Botol reagen, botol sampel, botol parfum dan sebagainya digunakan untuk grinding dan grinding. Botol kosmetik dan parfum tingkat lanjut digunakan untuk menggiling dan memoles, menghilangkan bintik-bintik cetakan dan menambahkan keharuman. Botol atau botol art deco terkorosi oleh asam hidrofluorat, sehingga permukaannya menyebar dan sensitif. Untuk mencetak pada merek dagang dan perhiasan permukaan kaca, dapat digunakan untuk menyemprotkan warna, sablon, decals dan metode pengolahan glasir kaca pada permukaan botol, di bawah 600 ℃, panggang, kaca dan kaca lebur, membentuk pola dekoratif permanen. Jika menggunakan enamel pigmen organik, cukup dengan 200 ~ 300 ℃ pengeringan leleh.

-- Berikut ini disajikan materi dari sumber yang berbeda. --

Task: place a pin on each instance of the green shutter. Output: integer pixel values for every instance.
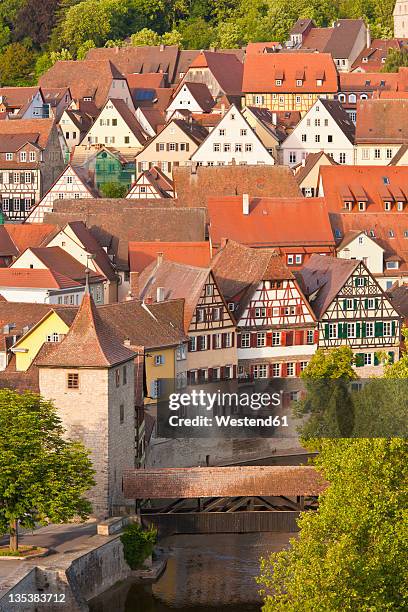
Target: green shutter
(359, 360)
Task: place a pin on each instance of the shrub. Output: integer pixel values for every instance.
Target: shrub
(137, 544)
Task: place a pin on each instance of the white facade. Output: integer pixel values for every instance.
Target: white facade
(232, 141)
(184, 100)
(317, 131)
(69, 185)
(111, 129)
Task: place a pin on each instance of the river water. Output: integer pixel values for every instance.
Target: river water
(204, 573)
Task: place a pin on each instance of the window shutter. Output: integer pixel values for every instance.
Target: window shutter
(299, 336)
(359, 360)
(297, 368)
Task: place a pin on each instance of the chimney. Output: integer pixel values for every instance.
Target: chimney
(245, 204)
(134, 284)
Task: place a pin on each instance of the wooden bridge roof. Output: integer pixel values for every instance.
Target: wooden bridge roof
(169, 483)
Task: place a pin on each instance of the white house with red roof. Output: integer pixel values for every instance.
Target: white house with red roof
(232, 141)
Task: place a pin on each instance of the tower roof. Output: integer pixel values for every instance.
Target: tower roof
(88, 344)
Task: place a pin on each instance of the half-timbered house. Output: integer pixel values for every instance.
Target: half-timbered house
(212, 352)
(277, 329)
(352, 310)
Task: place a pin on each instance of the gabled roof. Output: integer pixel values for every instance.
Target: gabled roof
(88, 344)
(194, 185)
(84, 78)
(261, 72)
(35, 279)
(178, 281)
(59, 261)
(372, 184)
(277, 222)
(226, 68)
(142, 254)
(326, 275)
(14, 239)
(29, 130)
(239, 270)
(382, 121)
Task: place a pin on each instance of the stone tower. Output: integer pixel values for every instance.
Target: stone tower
(401, 19)
(90, 378)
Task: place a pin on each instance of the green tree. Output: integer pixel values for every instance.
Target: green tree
(351, 554)
(145, 37)
(16, 65)
(113, 190)
(43, 476)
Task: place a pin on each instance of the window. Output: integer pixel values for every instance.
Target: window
(370, 329)
(73, 380)
(351, 330)
(260, 339)
(261, 370)
(276, 338)
(332, 330)
(387, 328)
(290, 369)
(245, 340)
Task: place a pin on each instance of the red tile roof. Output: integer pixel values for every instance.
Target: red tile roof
(382, 121)
(89, 343)
(275, 222)
(141, 254)
(340, 184)
(261, 72)
(30, 278)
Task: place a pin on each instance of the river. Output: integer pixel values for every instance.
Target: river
(204, 573)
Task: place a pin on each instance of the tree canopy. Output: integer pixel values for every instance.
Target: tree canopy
(43, 476)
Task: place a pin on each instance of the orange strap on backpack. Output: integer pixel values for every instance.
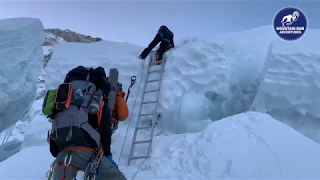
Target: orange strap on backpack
(99, 114)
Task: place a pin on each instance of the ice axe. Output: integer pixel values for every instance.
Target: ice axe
(133, 81)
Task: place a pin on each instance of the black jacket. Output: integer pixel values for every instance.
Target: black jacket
(98, 77)
(165, 37)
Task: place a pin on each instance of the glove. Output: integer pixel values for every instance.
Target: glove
(112, 161)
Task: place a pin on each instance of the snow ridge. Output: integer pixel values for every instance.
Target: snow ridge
(21, 61)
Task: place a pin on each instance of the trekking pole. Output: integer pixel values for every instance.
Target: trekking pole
(133, 81)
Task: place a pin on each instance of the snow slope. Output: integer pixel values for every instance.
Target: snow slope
(194, 67)
(204, 80)
(237, 147)
(21, 57)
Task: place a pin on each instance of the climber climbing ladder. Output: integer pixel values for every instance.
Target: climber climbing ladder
(158, 71)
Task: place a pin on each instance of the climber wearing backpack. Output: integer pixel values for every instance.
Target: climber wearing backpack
(165, 37)
(80, 137)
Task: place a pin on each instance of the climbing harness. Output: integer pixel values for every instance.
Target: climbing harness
(133, 81)
(134, 105)
(49, 173)
(92, 168)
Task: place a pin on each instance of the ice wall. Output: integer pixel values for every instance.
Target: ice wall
(290, 88)
(21, 58)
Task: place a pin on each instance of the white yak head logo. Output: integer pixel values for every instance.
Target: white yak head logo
(290, 18)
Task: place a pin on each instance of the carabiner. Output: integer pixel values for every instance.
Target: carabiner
(67, 160)
(133, 80)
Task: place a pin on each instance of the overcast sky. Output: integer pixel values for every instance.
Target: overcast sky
(137, 21)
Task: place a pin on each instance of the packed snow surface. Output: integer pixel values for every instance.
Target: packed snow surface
(290, 88)
(237, 147)
(21, 57)
(204, 80)
(193, 68)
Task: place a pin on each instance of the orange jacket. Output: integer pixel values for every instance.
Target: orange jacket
(121, 108)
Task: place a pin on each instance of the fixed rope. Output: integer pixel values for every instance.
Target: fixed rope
(126, 134)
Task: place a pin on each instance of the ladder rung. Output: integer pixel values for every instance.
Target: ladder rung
(147, 127)
(149, 102)
(154, 80)
(145, 141)
(139, 157)
(153, 71)
(146, 114)
(149, 91)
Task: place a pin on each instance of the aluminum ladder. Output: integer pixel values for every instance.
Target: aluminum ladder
(151, 115)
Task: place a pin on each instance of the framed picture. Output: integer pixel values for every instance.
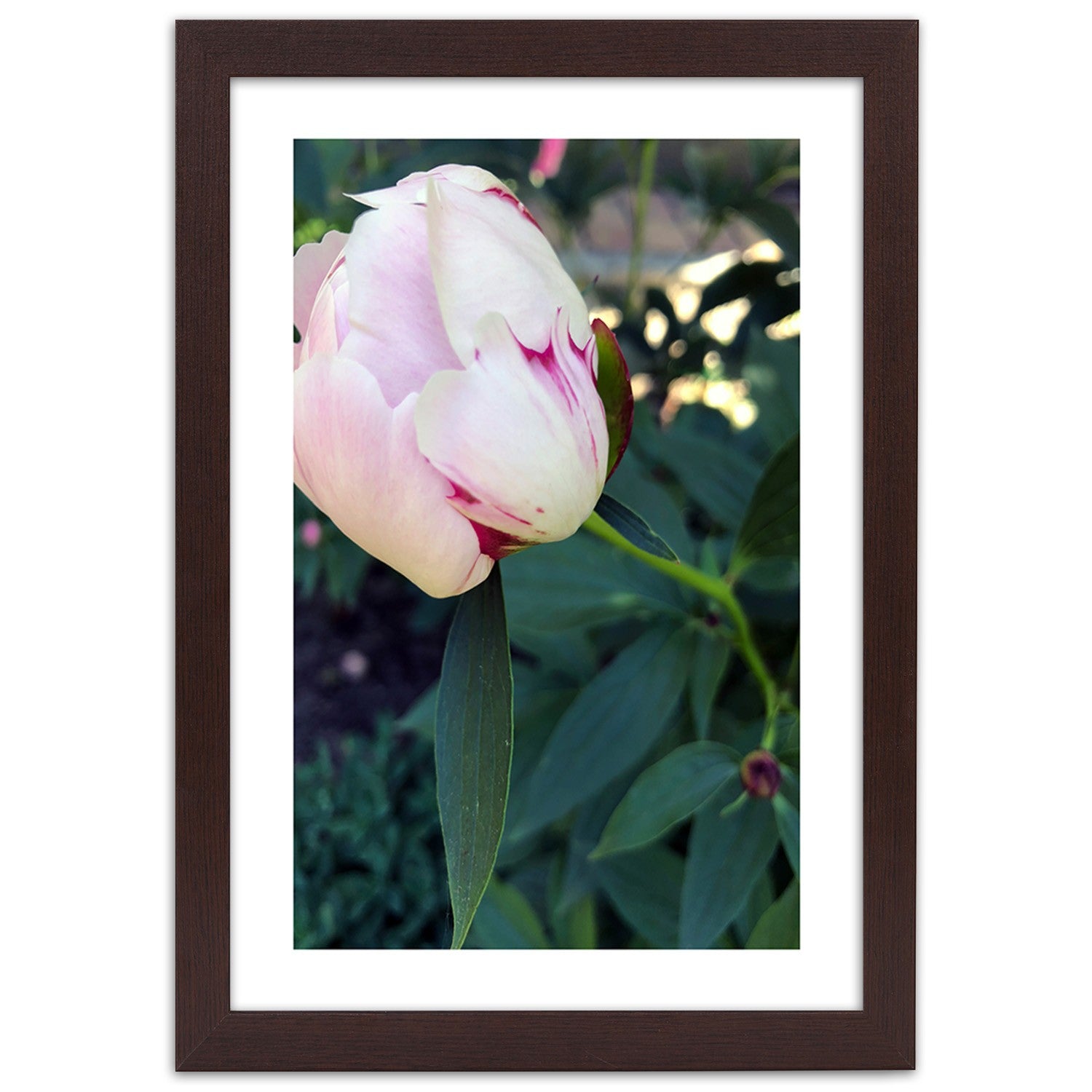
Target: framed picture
(548, 301)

Cek: periksa produk yang cacat untuk memastikan kualitas produk. Cacat botol kaca dapat dibagi menjadi dua kategori utama: cacat kaca dan botol. Yang pertama termasuk gelembung, batu, garis dan warna; Yang terakhir adalah retak, ketebalan tidak rata, deformasi, titik dingin, keriput, dan lain-lain. Selain itu, perlu dilakukan pengecekan berat botol, kapasitas, ukuran toleransi botol dan botol, toleransi terhadap tekanan internal, tingkat ketahanan panas dan tingkat stres. Sektor bir, minuman dan makanan karena produksi dengan kecepatan tinggi, batch besar, dengan inspeksi visual sudah tidak dapat disesuaikan, kini memiliki peralatan inspeksi otomatis, seperti filter (lihat bentuk wadah dan ukuran toleransi), pemeriksa botol , indikator retak, perangkat penguji ketebalan dinding, tester ekstrusi, tester voltase, dll.

Kemasan: kemasan kotak karton bergelombang, kemasan kemasan plastik dan kemasan pallet. Otomasi sudah tercapai. Kotak kardus bergelombang dikemas dari botol kosong dan dikemas dan dijual dalam karton yang sama. Kasus plastik untuk wadah plastik bisa didaur ulang dan digunakan kembali. Bungkus jenis kemasan baki adalah untuk mengatur botol yang memenuhi syarat ke dalam botol persegi panjang, memindahkannya ke nampan dan menumpuknya di lantai, dan kemudian membawanya ke jumlah lapisan yang ditentukan. Hal ini juga ditutup dengan bungkus plastik, yang dipanaskan untuk membuatnya mengecil, dililit erat dalam bodi padat, lalu dibundel, yang juga dikenal sebagai kemasan termoplastik.